The failed promise of CAD
In screening mammography, experts typically have 80% sensitivity at 90% specificity. In the above figure, ROI = region of interest, or suspicious region found by expert radiologist or CAD. Considering 1000 women, about 5 of them have cancer. The expert detects about 4 cancers , i.e., 5 x 0.8, while generating about 100 unnecessary recalls, i.e., 995 x (1 - 0.9). However, not all radiologists are experts. Given the wide variability in their skill levels, a woman's chance of a correct diagnosis depends on the doctor who reads her mammogram, surely an intolerable situation from the woman's point of view.
If CAD were as good as the radiologist, it would generate about one non-lesion localization (NL) every ten cases, while marking about 4 of the five cancers, i.e., 4 lesion localizations (LL) in one thousand patients.

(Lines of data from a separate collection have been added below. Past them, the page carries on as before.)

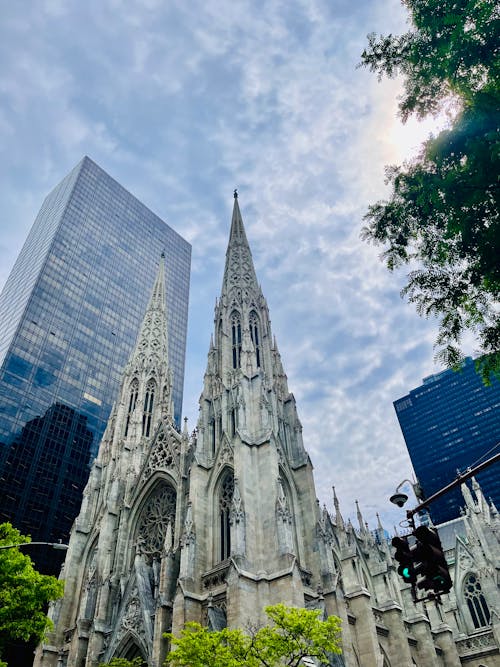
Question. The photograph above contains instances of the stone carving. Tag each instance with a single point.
(165, 454)
(156, 515)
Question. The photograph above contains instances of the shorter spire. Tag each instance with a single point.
(338, 516)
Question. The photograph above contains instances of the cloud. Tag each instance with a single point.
(182, 102)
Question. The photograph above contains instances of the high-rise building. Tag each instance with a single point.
(214, 526)
(450, 423)
(69, 315)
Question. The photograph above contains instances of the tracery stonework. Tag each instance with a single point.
(157, 513)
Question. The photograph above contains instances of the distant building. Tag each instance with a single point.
(69, 315)
(450, 423)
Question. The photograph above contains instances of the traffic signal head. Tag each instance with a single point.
(404, 556)
(430, 561)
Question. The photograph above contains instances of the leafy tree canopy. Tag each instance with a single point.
(24, 592)
(293, 635)
(443, 213)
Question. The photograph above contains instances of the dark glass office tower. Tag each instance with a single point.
(450, 423)
(69, 316)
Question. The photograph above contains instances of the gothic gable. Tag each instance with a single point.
(130, 624)
(164, 453)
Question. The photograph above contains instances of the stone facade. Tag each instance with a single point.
(215, 525)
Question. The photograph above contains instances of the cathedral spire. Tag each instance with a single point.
(239, 272)
(152, 345)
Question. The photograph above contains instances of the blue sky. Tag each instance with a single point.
(183, 101)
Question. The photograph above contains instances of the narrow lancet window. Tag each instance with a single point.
(255, 336)
(134, 392)
(236, 339)
(147, 414)
(476, 602)
(233, 422)
(225, 500)
(212, 435)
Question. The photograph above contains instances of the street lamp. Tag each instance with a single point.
(54, 545)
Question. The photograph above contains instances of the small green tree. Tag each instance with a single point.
(293, 635)
(24, 592)
(443, 214)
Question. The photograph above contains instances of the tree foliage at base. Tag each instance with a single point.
(293, 635)
(443, 213)
(24, 592)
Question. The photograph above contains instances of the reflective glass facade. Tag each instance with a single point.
(69, 315)
(450, 423)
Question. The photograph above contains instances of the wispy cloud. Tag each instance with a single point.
(181, 102)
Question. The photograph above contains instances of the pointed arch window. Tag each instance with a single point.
(158, 511)
(255, 336)
(147, 414)
(236, 339)
(134, 392)
(234, 421)
(212, 435)
(225, 501)
(476, 602)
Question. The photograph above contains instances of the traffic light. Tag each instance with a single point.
(404, 556)
(429, 561)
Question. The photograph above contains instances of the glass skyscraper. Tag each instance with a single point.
(450, 423)
(69, 315)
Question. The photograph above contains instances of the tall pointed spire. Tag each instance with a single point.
(239, 272)
(152, 346)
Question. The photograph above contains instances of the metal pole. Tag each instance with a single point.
(54, 545)
(461, 477)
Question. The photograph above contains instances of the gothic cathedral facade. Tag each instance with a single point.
(214, 526)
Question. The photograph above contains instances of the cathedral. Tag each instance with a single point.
(215, 525)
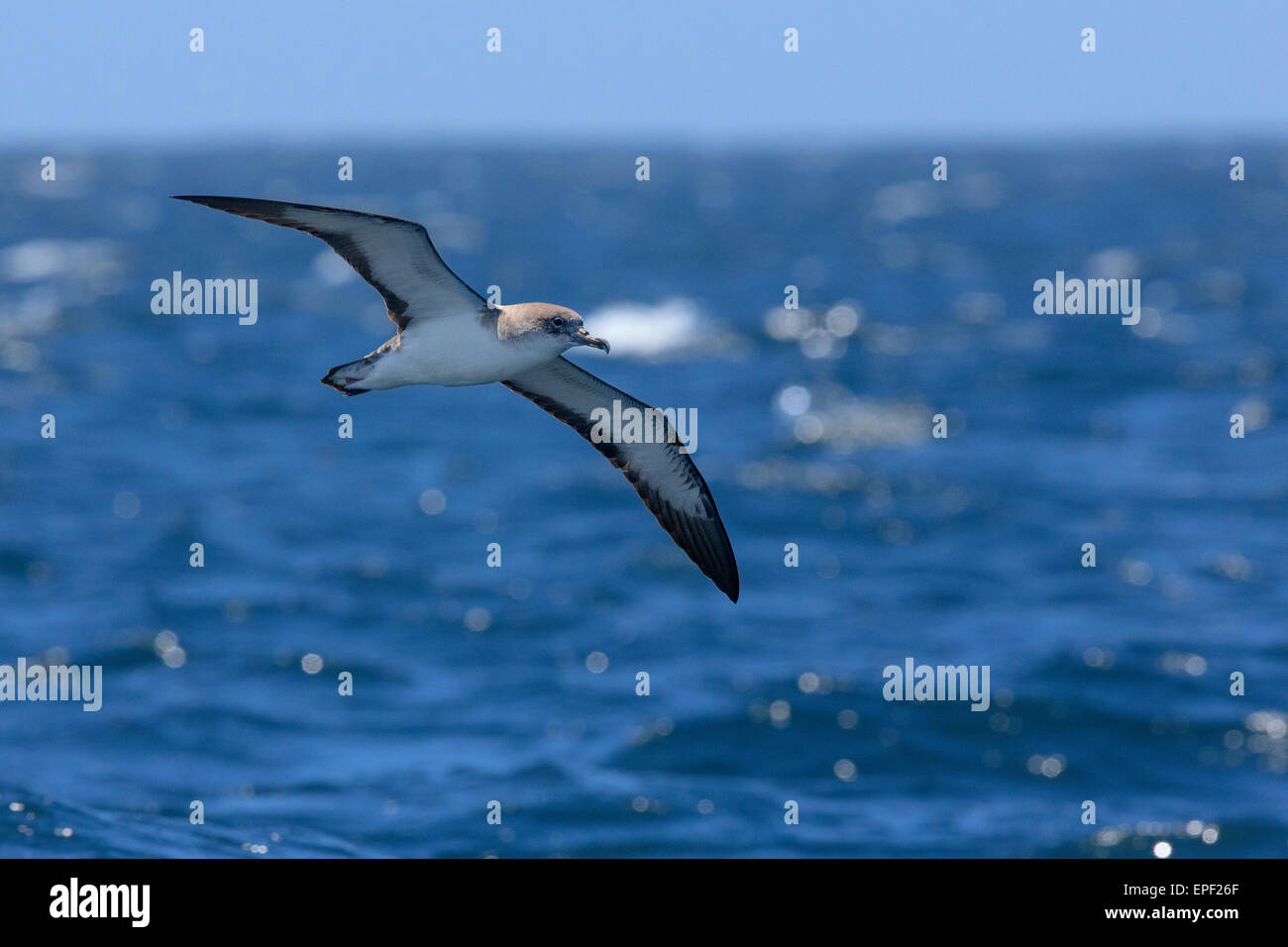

Actually, CAD generates about 3 NL marks per patient, i.e., 30 times what it should! Based on CAD, every patient would be recalled and, of course, then CAD would trivially find all 5 cancers! In spite of claims by CAD researchers that CAD works in the laboratory, it does not. Any radiologist who recalled every patient would be fired. The CAD researcher's counter to this statement is "but CAD is only intended to be used as a second reader", implying that lower than expert level performance is acceptable. Unfortunately, the FDA has approved with this low bar for considering CAD a success*. Some CAD researchers have realized the folly of this approach, but dare not "rock the boat". CAD and perception researchers have even convinced the NIH, in a recently issued Funding Opportunity Announcement (PAR-17-125), to pump money rewarding their fundamentally flawed approach, by treating the poor clinical performance of CAD as a user interface issue! According to them, CAD works in the laboratory but radiologists do not know how to use CAD! This is a serious abdication of scientific integrity and responsibility.
* This is the reason no existing CAD company dare take the name ExpertCAD™.